La distinction des personnes contractantes
L’identité des parties est un élément essentiel du contrat. La cour relève que les trois contrats litigieux ont été conclus avec des entités juridiques distinctes. Le premier contrat de 2015 lie la société de location à la société utilisatrice. Les contrats de 2020 sont conclus avec une autre société, identifiée comme la société mère du groupe. « Ces deux sociétés sont donc des entités juridiques bien distinctes. » La cour souligne que les contrats de 2020 « ne comportent aucune référence au contrat de 2015 ». La production d’une convention de service interne au groupe « ne démontre pas que la société mère aurait conclu les deux contrats de 2020 pour le compte de sa filiale ».
Cette analyse rappelle le principe de l’effet relatif des conventions. La personnalité morale distincte des sociétés du même groupe empêche de considérer leurs actes comme interchangeables. La volonté de contracter doit s’apprécier strictement au regard des signataires. La portée de cette solution est de protéger la sécurité juridique des engagements en respectant l’autonomie patrimoniale de chaque entité.
L’absence de preuve d’une volonté commune de substitution
La demanderesse invoquait la similitude de l’objet pour établir que les nouveaux contrats remplaçaient l’ancien. La cour écarte cet argument après un examen technique et contractuel. Elle constate que « les dénominations des matériels sont d’ailleurs différentes et les contrats conclus (location versus crédit-bail et prêt) différents ». Un rapport d’expert privé concluait à l’identité de l’objet, mais la cour ne le retient pas. Elle estime que la localisation commune des sièges sociaux ne suffit pas à établir que les prestations étaient identiques et destinées à la même société.

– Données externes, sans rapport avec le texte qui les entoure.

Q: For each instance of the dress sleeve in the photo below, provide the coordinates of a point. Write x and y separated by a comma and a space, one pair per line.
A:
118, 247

Surtout, la cour examine la clause de reconduction tacite du contrat de 2015. « Aucune résiliation n’est intervenue dans les conditions prévues par l’article précité et la conclusion des deux contrats de 2020 par une autre entité juridique ne peut ainsi être interprétée comme la volonté commune des parties initiales de mettre fin au premier contrat. » Un remboursement opéré par la société de location était présenté comme un aveu. La cour y voit le résultat d’une « négociation commerciale entre les parties », et non la reconnaissance d’une double facturation.
Cette approche exige une preuve claire de la volonté de substituer un contrat à un autre. La simple succession chronologique de contrats sur des biens similaires est insuffisante. La valeur de cette solution réside dans le respect strict des modalités contractuelles de résiliation, préservant ainsi la stabilité des relations contractuelles établies.